By: Anne Schroeder Mullins,
Nancy Brinker is steamed.
As the founder of the Susan G. Komen for the Cure organization,
Brinker has been dragged back into a debate she thought had been settled long ago.
“I’m mad that we’re talking about mammograms again,” Brinker says. “This, to me, seems to be a very stupid thing to be discussing right now because we know it works, and it works a whole lot better than a lot of other things that people do.”
Brinker’s frustrations spring from a government task force report issued in mid-November that recommended that women get mammograms starting in their 50s — not in their 40s, as had been previously counseled. The new recommendations have triggered confusion and put Brinker in the middle of the controversy.
Her organization continues to recommend that most women start getting mammograms at 40. But the bigger issue for Brinker is the fallout from the report.
“What’s going to happen is that private insurers are going to look at [the panel’s recommendations], and they’re going to slice back. They’re going to say, ‘No, we’re just going to pay for mammograms every other year,’” Brinker fumes. “But they’re going to have us to deal with in a significant way because we’re mobilizing.”
Brinker isn’t one to shrink from a fight. In 1982, she launched the organization after promising to do everything she could to eradicate the disease that claimed the life of her sister, Susan G. Komen. At the time, Brinker was a 32-year-old ex-Neiman Marcus saleswoman. In the years since, Susan G. Komen for the Cure has emerged as one of the most recognizable institutions in the country.
The group’s signature pink ribbon has made its way onto everything from Visa cards to Mott’s apple juice. And its annual Race for the Cure brings together thousands of people on behalf of fighting breast cancer: In 2009, 45,000 people participated in the race, which raised $4.3 million. As the most expansive network of breast cancer activists and survivors in the world, the organization has put nearly $1.5 billion into the fight since its founding.
Branding expert John Weber says Brinker’s marketing campaign — which has gone so far as to cast the Egyptian Pyramids in pink lights — has been so effective that it has served as a model to others. “They’ve taken what can be and often is a horrible and hideous disease, and they have approached this whole thing from a very positive standpoint,” Weber says. “What they’ve done kind of transcends the brand; it’s become a movement.”
“She’s a diplomat,” says Minority Whip Eric Cantor (R-Va.). “She’s accepted across partisan lines and operates, really, as an ambassador.” Indeed, Brinker served as ambassador to
Cantor is just one of Brinker’s many friends on Capitol Hill. Other close allies include Rep. Debbie Wasserman Schultz (D-Fla.), a breast cancer survivor; Sen. Kay Bailey Hutchison (R-Texas); and Rep. John Dingell (D-Mich.).
“She’s going to solve this damn cancer thing,” Dingell says.
Dingell first came into contact with Brinker legislatively when he was shepherding a bill regarding mammograms and Pap smears. “We got a rumor that [then-President George H.W.] Bush was getting ready to veto the bill,” Dingell says. “I didn’t know how the hell we could deal with the thing, so I called [Brinker] up and told her he was going to veto it because it was too much intrusive government. In about an hour, she came back to me and said it will be fine.”
This, he says, “cemented a very close and valued friendship.” Such friendships will come in handy as Brinker fights to ensure that the panel’s recommendations don’t upend her life’s work.

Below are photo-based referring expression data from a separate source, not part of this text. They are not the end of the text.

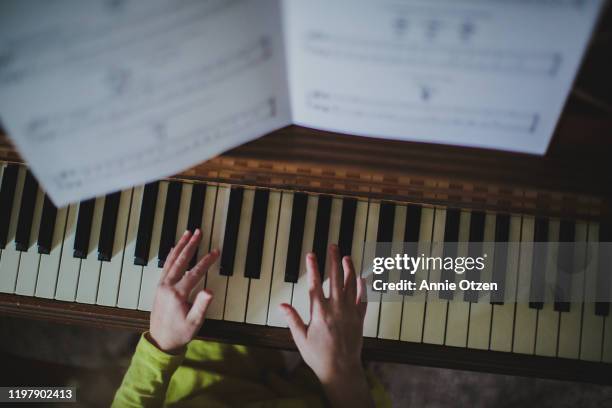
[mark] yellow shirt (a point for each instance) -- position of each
(209, 374)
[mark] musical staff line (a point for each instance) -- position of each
(397, 111)
(393, 53)
(167, 150)
(184, 86)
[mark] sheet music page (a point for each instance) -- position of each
(481, 73)
(101, 95)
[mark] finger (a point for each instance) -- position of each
(314, 279)
(362, 297)
(196, 314)
(174, 251)
(296, 325)
(335, 274)
(183, 258)
(350, 281)
(191, 278)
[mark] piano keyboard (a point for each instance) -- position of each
(110, 251)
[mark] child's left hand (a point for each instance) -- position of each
(174, 321)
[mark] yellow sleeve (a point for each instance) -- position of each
(146, 380)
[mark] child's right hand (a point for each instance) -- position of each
(332, 341)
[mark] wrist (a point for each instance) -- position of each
(347, 386)
(342, 371)
(161, 345)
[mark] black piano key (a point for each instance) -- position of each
(108, 226)
(411, 239)
(196, 209)
(602, 305)
(319, 244)
(168, 233)
(256, 234)
(451, 236)
(26, 213)
(565, 264)
(230, 239)
(536, 290)
(347, 226)
(384, 234)
(47, 226)
(500, 262)
(7, 198)
(83, 230)
(296, 236)
(145, 223)
(413, 223)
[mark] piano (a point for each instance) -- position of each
(268, 202)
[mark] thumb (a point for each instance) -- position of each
(295, 323)
(195, 316)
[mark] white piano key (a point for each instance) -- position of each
(370, 324)
(413, 315)
(206, 227)
(30, 259)
(9, 262)
(359, 234)
(110, 273)
(49, 264)
(391, 302)
(436, 308)
(151, 272)
(259, 289)
(458, 308)
(547, 331)
(569, 326)
(332, 238)
(281, 291)
(592, 325)
(300, 299)
(89, 276)
(216, 282)
(238, 284)
(68, 275)
(131, 275)
(525, 317)
(479, 330)
(502, 324)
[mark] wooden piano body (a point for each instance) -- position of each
(573, 181)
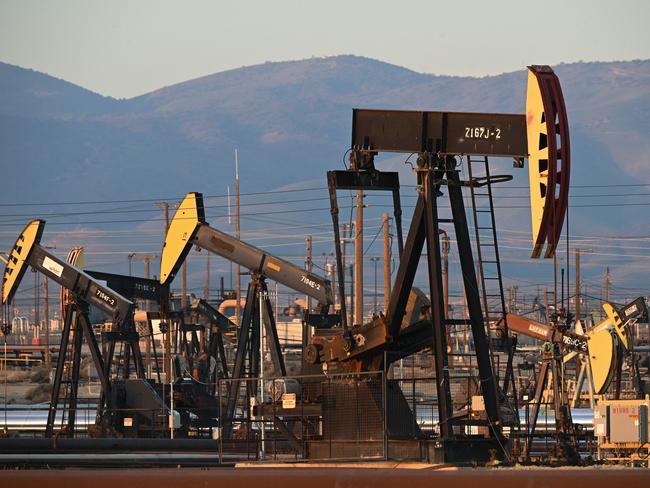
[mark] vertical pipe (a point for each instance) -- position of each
(607, 284)
(386, 262)
(238, 234)
(358, 262)
(47, 320)
(206, 289)
(577, 297)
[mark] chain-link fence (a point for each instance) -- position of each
(316, 417)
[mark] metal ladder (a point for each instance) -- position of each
(487, 249)
(488, 263)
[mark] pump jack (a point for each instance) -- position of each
(438, 138)
(188, 228)
(603, 345)
(86, 291)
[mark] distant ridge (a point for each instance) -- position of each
(290, 121)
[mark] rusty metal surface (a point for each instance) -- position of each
(340, 477)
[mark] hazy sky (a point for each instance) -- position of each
(126, 48)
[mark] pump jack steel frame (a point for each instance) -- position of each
(248, 345)
(436, 137)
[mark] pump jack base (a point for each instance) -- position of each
(478, 451)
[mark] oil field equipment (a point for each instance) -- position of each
(622, 427)
(140, 397)
(438, 139)
(188, 228)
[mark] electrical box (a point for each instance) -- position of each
(628, 423)
(621, 427)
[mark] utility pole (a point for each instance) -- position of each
(358, 262)
(386, 262)
(374, 259)
(344, 246)
(238, 234)
(307, 335)
(47, 320)
(308, 265)
(37, 314)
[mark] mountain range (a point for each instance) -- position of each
(290, 122)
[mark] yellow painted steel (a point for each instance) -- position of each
(18, 256)
(603, 358)
(179, 235)
(613, 316)
(537, 158)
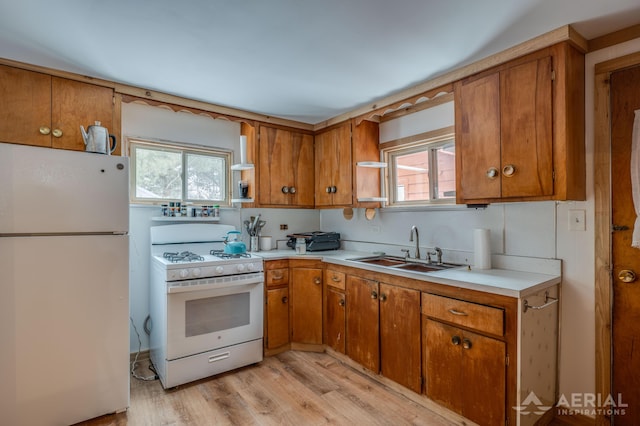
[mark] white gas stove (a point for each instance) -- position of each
(206, 306)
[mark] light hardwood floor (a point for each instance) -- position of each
(292, 388)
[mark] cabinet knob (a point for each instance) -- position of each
(492, 173)
(627, 276)
(509, 170)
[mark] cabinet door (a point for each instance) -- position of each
(25, 107)
(484, 382)
(333, 167)
(286, 161)
(527, 129)
(74, 104)
(277, 317)
(443, 364)
(363, 345)
(335, 319)
(306, 305)
(478, 138)
(400, 328)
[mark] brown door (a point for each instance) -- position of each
(363, 344)
(478, 138)
(335, 320)
(277, 317)
(74, 104)
(400, 328)
(625, 99)
(306, 305)
(25, 107)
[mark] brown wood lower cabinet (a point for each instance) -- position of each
(335, 310)
(306, 305)
(465, 372)
(400, 351)
(277, 318)
(363, 331)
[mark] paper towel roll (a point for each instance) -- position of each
(482, 248)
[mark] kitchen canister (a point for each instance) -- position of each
(265, 243)
(482, 248)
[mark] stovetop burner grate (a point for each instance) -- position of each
(222, 255)
(185, 256)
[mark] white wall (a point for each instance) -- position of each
(161, 123)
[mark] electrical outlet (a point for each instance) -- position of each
(577, 220)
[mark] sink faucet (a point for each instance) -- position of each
(437, 251)
(414, 229)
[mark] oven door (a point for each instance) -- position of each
(213, 317)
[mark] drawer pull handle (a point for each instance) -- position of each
(219, 357)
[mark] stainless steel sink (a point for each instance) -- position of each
(400, 263)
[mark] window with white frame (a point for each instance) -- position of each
(421, 172)
(173, 172)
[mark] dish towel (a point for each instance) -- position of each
(635, 177)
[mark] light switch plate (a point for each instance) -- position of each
(577, 219)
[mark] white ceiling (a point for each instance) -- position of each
(297, 59)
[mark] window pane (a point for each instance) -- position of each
(158, 174)
(205, 177)
(446, 160)
(412, 176)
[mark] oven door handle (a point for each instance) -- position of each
(219, 357)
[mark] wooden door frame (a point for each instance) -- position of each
(602, 192)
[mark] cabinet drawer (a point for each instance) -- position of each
(335, 279)
(467, 314)
(277, 277)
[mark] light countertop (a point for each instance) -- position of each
(505, 282)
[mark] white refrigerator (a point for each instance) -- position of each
(64, 285)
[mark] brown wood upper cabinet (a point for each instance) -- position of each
(333, 167)
(380, 319)
(520, 130)
(340, 182)
(43, 110)
(285, 168)
(306, 305)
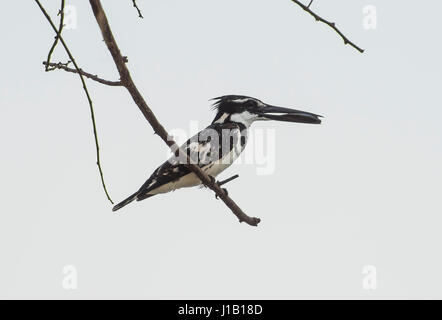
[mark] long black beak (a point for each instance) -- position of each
(289, 115)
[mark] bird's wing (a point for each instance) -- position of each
(207, 146)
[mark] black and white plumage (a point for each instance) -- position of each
(216, 147)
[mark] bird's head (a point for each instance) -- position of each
(246, 110)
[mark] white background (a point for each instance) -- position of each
(361, 189)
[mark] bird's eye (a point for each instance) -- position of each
(250, 104)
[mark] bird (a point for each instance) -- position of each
(216, 147)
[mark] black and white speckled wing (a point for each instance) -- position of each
(205, 149)
(212, 149)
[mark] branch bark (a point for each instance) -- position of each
(86, 91)
(128, 83)
(64, 66)
(330, 24)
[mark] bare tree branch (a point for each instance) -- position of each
(64, 66)
(138, 9)
(71, 57)
(330, 24)
(60, 28)
(150, 117)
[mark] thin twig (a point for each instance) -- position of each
(138, 9)
(125, 77)
(86, 92)
(330, 24)
(63, 66)
(60, 28)
(220, 183)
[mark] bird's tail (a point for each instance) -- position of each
(125, 201)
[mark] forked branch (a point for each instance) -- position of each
(330, 24)
(127, 82)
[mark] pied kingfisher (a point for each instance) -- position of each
(215, 148)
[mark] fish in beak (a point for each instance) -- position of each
(288, 115)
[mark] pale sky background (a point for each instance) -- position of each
(363, 188)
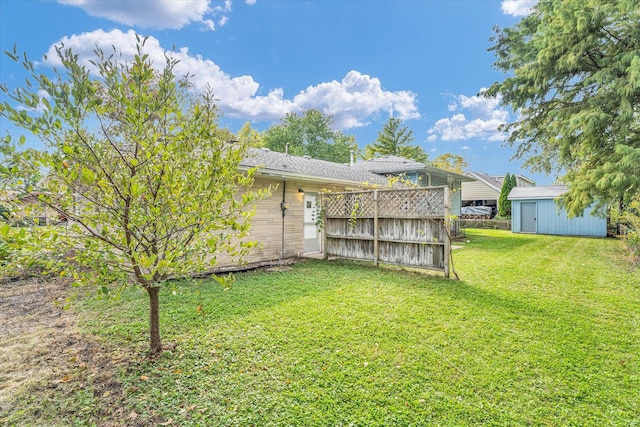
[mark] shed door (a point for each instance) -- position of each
(311, 235)
(528, 217)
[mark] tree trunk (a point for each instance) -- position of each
(155, 343)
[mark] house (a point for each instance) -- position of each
(285, 225)
(534, 210)
(485, 189)
(420, 174)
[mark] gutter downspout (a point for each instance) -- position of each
(283, 208)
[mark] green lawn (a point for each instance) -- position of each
(540, 330)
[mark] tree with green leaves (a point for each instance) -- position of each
(310, 134)
(504, 205)
(450, 162)
(250, 137)
(395, 140)
(135, 162)
(574, 81)
(514, 182)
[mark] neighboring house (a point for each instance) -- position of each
(534, 210)
(485, 190)
(420, 174)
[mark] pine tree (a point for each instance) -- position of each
(504, 205)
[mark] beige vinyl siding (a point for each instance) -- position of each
(478, 190)
(266, 226)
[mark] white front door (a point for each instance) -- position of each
(311, 234)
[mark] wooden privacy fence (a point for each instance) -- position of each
(408, 227)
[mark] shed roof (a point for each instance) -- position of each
(546, 192)
(273, 163)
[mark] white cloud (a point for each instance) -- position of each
(353, 100)
(518, 7)
(159, 14)
(479, 119)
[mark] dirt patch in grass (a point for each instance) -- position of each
(46, 362)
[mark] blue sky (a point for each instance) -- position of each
(362, 61)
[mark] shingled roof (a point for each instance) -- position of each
(273, 163)
(398, 165)
(487, 179)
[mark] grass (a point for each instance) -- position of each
(540, 330)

Susan G. Komen for the Cure recently helped pass an amendment to the Patient Protection and Affordable Care Act, authored by Sen. Barbara Mikulski (D-Md.), that would ensure that breast cancer screening is available for women ages 40 through 49. And Brinker won’t stop until the amendment is included in the final health reform bill.
“Mammography is still our best tool for early detection and successful treatment of this disease,” Jennifer Luray, head of the group’s Advocacy Alliance, told a House committee in early December. “We need to focus our attention on increasing access to screening. Currently, one-third of women are not being screened due to a lack of access, education and awareness.”
But in her fight to eradicate breast cancer, Brinker — who is herself a breast cancer survivor — wants Congress to do more than just expand access to screenings.
“If we have monitors that can see what you had for lunch as you walk through the airport, do you want to tell me we don’t have the technology that can detect a woman’s tumor, or a deep tumor in another kind of cancer patient, [and] tell you whether the tumor’s indolent or aggressive?” Brinker says. Such technology “is here. We just need to gather the political will to get it.”
And to do just that, Susan G. Komen for the Cure knows its next act: hosting a national technology summit in 2010.